Sublinear preferential attachment combined with the growing number of choices
Yury Malyshkin

TL;DR
This paper proves the almost sure convergence of the maximum degree in a growing graph model that combines sublinear preferential attachment with a growing number of local choices, revealing different possible degree growth regimes.
Contribution
It introduces a new evolving graph model combining sublinear preferential attachment with a growing choice mechanism and proves convergence properties of the maximum degree.
Findings
Maximum degree can grow sublinearly, linearly, or concentrate on a single vertex.
The growth regime depends on the rate of sample size increase and the sublinear function.

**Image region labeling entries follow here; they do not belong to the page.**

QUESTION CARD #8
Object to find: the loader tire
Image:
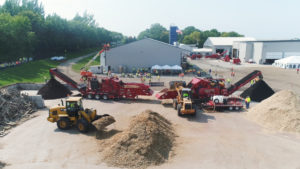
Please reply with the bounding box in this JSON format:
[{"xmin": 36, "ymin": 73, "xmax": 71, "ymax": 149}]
[
  {"xmin": 173, "ymin": 99, "xmax": 178, "ymax": 110},
  {"xmin": 77, "ymin": 119, "xmax": 89, "ymax": 133},
  {"xmin": 56, "ymin": 118, "xmax": 71, "ymax": 130},
  {"xmin": 177, "ymin": 104, "xmax": 182, "ymax": 116}
]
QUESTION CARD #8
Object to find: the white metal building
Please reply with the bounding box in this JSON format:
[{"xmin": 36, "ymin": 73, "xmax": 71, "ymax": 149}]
[
  {"xmin": 232, "ymin": 40, "xmax": 300, "ymax": 64},
  {"xmin": 203, "ymin": 37, "xmax": 255, "ymax": 55},
  {"xmin": 273, "ymin": 56, "xmax": 300, "ymax": 69},
  {"xmin": 100, "ymin": 38, "xmax": 186, "ymax": 73}
]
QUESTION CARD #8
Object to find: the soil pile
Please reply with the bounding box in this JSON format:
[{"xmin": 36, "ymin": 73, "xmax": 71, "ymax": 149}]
[
  {"xmin": 0, "ymin": 89, "xmax": 36, "ymax": 136},
  {"xmin": 247, "ymin": 90, "xmax": 300, "ymax": 132},
  {"xmin": 38, "ymin": 78, "xmax": 72, "ymax": 99},
  {"xmin": 101, "ymin": 110, "xmax": 175, "ymax": 168},
  {"xmin": 241, "ymin": 80, "xmax": 274, "ymax": 102}
]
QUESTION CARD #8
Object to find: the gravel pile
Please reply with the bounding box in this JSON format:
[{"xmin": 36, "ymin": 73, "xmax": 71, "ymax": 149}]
[
  {"xmin": 241, "ymin": 80, "xmax": 274, "ymax": 102},
  {"xmin": 0, "ymin": 89, "xmax": 36, "ymax": 136},
  {"xmin": 100, "ymin": 110, "xmax": 175, "ymax": 168},
  {"xmin": 38, "ymin": 78, "xmax": 72, "ymax": 99},
  {"xmin": 247, "ymin": 90, "xmax": 300, "ymax": 132}
]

The proof employs stochastic approximation and large deviation techniques.
Abstract
We prove almost sure convergence of the maximum degree in an evolving graph model combining a growing number of local choices with sublinear preferential attachment. At each step in the growth of the graph, a new vertex is introduced. Then we draw a random number of edges from it to existing vertices, chosen independently by the following rule. For each edge, we consider a sample of the growing size of vertices chosen with probabilities proportional to the sublinear function of their degrees. Then new vertex attaches to the vertex with the highest degree from the sample. Depending on the growth rate of the sample and the sublinear function, the maximum degree could be of the sublinear order, of the linear order or having almost all edges drawing to it. The prove using various stochastic approximation processes and a large deviation approach.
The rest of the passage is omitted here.